I’ve been a viewer of your column for years and after reading several of your helpful columns and watching videos I finally had the courage to join a dating website at the age of 26. Being a nerdy cis female hetero person that I am I had always been afraid of online dating. But meeting people in real life had very little success up to that point. I really felt there was no help for me.
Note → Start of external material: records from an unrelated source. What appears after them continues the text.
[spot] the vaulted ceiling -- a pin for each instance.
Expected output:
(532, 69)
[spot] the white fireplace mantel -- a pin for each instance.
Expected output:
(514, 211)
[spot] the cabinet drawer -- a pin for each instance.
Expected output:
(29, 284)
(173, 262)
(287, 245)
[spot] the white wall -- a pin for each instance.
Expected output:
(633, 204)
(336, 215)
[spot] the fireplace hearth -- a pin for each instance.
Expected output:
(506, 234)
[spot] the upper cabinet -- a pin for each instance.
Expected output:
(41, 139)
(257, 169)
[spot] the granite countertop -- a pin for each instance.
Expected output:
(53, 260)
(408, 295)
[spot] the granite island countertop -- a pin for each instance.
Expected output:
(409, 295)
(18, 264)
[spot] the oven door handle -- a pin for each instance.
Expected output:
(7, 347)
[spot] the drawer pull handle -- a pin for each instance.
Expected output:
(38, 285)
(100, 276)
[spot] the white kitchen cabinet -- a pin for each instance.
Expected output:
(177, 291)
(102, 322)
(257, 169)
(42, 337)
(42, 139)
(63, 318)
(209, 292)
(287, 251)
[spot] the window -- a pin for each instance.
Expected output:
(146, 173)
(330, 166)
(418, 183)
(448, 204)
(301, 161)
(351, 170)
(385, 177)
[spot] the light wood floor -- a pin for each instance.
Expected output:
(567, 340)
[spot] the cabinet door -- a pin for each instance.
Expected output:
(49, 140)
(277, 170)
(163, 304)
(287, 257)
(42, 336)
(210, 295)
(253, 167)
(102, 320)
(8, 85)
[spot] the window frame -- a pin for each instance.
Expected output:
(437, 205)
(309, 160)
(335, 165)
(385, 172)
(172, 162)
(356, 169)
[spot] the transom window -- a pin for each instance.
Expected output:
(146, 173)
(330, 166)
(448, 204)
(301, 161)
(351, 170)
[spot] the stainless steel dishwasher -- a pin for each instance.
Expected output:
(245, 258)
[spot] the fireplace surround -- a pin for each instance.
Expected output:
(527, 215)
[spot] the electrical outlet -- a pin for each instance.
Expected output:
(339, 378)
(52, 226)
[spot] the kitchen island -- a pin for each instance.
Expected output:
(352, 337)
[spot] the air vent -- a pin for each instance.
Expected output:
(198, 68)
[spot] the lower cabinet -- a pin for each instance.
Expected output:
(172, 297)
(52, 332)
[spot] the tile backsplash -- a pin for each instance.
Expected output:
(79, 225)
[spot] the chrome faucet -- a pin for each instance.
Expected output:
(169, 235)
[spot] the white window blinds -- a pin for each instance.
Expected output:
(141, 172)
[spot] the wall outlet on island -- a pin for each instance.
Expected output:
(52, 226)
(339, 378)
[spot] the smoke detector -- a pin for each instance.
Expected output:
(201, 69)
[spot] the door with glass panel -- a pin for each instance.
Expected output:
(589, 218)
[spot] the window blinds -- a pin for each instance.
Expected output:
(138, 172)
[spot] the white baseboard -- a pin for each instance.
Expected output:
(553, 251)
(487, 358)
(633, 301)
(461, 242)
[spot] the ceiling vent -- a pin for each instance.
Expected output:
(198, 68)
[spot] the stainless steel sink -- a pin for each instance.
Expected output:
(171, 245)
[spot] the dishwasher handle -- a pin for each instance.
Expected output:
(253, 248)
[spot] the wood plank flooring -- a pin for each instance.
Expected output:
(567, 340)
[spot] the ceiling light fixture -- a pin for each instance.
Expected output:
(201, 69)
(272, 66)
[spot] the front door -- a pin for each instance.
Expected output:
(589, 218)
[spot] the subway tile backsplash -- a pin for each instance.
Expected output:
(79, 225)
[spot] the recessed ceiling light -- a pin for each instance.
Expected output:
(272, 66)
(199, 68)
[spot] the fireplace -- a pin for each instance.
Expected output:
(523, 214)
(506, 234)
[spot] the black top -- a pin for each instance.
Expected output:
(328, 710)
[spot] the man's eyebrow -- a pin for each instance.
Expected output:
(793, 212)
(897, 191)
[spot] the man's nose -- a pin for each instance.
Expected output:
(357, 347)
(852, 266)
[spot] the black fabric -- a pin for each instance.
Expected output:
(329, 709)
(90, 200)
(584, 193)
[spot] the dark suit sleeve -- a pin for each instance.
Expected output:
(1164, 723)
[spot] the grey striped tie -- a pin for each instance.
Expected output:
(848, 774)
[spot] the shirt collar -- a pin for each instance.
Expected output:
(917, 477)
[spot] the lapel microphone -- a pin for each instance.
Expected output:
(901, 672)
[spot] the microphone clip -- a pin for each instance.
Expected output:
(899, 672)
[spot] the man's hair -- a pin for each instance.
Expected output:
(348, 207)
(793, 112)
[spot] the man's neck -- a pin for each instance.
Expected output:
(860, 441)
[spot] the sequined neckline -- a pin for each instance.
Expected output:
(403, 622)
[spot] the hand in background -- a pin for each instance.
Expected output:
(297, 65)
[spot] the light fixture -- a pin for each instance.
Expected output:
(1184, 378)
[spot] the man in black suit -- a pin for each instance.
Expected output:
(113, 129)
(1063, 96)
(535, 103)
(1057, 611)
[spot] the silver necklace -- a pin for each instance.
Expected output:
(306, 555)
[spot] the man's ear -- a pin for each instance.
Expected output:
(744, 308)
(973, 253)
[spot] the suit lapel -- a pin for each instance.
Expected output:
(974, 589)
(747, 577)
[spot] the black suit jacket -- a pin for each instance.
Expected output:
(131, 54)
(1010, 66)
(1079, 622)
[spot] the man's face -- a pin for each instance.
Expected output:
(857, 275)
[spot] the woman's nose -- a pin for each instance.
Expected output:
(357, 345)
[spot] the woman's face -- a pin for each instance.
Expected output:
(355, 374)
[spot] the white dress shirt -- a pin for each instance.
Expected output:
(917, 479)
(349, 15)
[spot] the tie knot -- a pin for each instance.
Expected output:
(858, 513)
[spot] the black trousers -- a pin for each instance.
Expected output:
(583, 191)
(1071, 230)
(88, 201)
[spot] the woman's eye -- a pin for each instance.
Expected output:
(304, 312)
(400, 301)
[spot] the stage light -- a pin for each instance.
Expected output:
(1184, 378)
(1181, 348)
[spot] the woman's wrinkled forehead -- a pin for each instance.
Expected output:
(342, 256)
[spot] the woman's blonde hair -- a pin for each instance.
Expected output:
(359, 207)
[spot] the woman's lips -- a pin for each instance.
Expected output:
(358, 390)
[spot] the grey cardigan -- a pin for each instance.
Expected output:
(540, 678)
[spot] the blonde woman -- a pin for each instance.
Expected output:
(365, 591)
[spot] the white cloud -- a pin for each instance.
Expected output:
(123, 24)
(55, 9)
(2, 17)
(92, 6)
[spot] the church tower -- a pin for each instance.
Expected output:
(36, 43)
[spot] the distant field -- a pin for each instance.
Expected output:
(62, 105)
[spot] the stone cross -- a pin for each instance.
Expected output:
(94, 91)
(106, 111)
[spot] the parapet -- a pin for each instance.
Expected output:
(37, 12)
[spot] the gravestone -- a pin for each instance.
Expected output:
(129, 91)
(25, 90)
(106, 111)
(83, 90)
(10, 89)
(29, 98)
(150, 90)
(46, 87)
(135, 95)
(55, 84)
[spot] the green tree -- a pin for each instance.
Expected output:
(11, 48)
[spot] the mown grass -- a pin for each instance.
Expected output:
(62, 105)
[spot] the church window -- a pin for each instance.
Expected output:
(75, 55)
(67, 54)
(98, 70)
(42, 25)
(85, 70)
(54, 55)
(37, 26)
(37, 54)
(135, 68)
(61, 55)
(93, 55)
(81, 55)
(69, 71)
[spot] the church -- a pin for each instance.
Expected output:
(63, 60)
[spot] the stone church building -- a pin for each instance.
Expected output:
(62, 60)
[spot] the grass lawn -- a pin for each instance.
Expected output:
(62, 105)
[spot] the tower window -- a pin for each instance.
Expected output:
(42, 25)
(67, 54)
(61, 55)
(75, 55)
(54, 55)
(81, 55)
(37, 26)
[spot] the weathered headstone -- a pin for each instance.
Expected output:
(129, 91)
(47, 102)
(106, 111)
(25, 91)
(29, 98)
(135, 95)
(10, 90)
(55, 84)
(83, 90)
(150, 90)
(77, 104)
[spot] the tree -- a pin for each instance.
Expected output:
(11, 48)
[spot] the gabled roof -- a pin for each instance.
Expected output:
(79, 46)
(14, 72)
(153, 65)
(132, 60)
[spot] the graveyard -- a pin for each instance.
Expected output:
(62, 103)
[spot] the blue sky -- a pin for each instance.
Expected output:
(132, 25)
But there was a part of me that couldn’t help but be hopeful that maybe there was someone out there who could care about me.
After a couple of duds I finally met the man of my dreams! I was a virgin but he didn’t care. Then we found out together that I had vaginismus plus a gag reflex. He still didn’t care and we worked out together new ways to have fun. A year and a half later he proposed! We bought a house together. We do chores together. We hike and workout together. We help and encourage each other and I can’t wait to marry him.
Thank you for all that you do. I’m not sure if I would have had the courage to make a positive step in the right direction if I hadn’t found you online.
Thanks so much for sending in your stories, PAMSW and Overjoyed! I’m glad to hear how well things are working out for you!
How about you, readers? Do you have a relationship win story? How have you improved your personal life, your friendships or your romantic relationships? What are some of the ways you’ve made your life better recently? Let’s share some hope, some positivity and success to help inspire folks to achieve their own victories.